Calo v. Ahearn

— Order of the Supreme Court, Bronx County (Irma V. Santaella, J.), entered on June 17, 1986, which denied plaintiff Ahearn’s motion for a protective order vacating defendant General Motors Corporation’s notice of deposition served upon nonparty American Standards Testing Bureau, Inc., is unanimously reversed, on the law and facts and in the exercise of discretion, and the motion granted, without costs or disbursements.

*458In this personal injury action, the alleged malfunction of a steering mechanism in an automobile manufactured by defendant General Motors Corporation is in issue. The automobile was inspected by plaintiffs expert, American Standards Testing Bureau, and was thereafter destroyed. Plaintiff Ahearn, however, voluntarily furnished all other parties with copies of the inspection report from American Standards. Defendant General Motors, nevertheless, served a notice of deposition upon American Standards, and the IAS court denied plaintiffs motion to vacate that notice.

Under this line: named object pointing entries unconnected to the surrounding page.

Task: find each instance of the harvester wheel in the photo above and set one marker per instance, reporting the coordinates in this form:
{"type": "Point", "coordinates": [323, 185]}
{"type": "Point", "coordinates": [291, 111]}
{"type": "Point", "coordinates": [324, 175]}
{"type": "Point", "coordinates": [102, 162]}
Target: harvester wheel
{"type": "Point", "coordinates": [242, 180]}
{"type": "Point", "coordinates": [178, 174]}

The denial of plaintiffs motion for a protective order was an abuse of discretion under the circumstances herein. Although CPLR 3101 (a) permits disclosure of all evidence that is "material and necessary” in the prosecution and defense of an action, CPLR 3101 (d)* forbids disclosure of an opinion of an expert prepared for litigation "unless the court finds that the material can no longer be duplicated because of a change in conditions and that withholding it will result in injustice or undue hardship”.

In view of the fact that defendant has already been furnished with a copy of the expert’s report, there has not been a sufficient showing by defendant that it will suffer "injustice or undue hardship” in foregoing additional discovery of the nonparty expert, American Standards. Concur — Sullivan, J. P., Ross, Asch and Wallach, JJ.

Although CPLR 3101 (d) was substantially amended in 1985 (L 1985, ch 294, § 4), such amendment does not apply to actions commenced before July 1,1985 (L 1985, ch 294, § 25).